Now, I've hob-nobbed with the best of them, I really have. I actually have an admittedly shitty, but still picture of me and the Swedish ambassador to Japan I show to anybody who'll feign even the slightest interest in my life. This means that I have now met all of two ambassadors in my life, and I'm beginning to think they're either all like that (like there's some sort of ambassador gene that mere mortals can only gaze upon from the safety of tiny tiny bunkers), or it's just a fluke. It's almost like they're, shock, horror, real people! I know, I know, I wouldn't believe me either.

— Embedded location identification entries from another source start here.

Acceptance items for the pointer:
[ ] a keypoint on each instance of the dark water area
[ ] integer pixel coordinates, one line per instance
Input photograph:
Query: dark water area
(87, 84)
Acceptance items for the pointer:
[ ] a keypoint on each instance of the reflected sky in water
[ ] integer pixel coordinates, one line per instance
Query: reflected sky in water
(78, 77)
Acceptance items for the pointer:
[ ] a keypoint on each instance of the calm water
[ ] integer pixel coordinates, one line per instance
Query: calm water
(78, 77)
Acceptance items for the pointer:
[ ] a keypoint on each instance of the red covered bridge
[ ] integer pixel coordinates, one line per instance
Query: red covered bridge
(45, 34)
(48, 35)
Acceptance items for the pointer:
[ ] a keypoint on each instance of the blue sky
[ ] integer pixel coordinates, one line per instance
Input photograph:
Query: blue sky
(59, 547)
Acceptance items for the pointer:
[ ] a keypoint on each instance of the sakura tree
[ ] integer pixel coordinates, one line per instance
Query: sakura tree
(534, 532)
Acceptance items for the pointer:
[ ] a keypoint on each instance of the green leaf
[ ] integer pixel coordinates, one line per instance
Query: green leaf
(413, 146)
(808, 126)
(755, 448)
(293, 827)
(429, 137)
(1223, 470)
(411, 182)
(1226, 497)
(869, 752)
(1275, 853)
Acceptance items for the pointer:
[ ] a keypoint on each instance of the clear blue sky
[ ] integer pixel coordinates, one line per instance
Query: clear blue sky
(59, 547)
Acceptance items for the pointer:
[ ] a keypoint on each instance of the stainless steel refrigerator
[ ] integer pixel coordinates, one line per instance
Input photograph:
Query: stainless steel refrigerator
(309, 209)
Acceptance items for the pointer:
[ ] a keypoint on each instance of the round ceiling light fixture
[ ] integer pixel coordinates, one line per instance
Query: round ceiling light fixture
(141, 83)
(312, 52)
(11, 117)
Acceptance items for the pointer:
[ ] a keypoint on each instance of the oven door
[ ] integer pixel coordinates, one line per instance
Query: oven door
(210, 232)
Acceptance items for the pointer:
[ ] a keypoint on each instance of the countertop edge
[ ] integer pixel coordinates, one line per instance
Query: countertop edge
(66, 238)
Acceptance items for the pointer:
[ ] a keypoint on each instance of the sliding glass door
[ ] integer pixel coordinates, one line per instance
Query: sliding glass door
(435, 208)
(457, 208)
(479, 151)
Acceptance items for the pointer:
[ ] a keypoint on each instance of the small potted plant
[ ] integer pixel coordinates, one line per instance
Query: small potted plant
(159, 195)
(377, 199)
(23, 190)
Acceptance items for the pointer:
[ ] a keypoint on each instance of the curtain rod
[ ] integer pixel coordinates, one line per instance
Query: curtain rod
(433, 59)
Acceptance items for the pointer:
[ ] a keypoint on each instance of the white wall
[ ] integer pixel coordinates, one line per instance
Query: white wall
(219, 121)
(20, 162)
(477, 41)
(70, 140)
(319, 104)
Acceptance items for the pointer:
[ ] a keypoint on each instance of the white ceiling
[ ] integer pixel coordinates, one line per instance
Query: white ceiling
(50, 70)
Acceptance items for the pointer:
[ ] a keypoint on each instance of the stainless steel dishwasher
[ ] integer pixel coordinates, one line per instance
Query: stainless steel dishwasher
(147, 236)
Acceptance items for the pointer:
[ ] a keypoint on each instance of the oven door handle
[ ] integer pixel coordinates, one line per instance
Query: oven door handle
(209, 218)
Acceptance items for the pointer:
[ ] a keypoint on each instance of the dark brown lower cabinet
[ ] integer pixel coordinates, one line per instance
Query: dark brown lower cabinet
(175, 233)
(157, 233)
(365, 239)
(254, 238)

When my man from today said 'hell', I couldn't help smiling like I'd caught some sort of slip, like those fish in Finding Nemo that go 'He touched the butt.' Well, not at all like that actually. But still, he continued, off the record using the phrase 'pain in the ...'
Ok, he said 'pain in the neck', but it's the context, people, the context. I could see his brain start sending signals to the larynx (whatever that is) to form the word "ass", I really could. Well, maybe "butt", I'm not sure.
Yeah, that's it. Some people idolise, well, idols, not me. I idolise ambassadors. This has muchly to do with the fact that at the end of the meeting, he and my professor went toe to toe on an old tune; a long, and not easy song. They both passed in the court of public opinion. At least the one where I live.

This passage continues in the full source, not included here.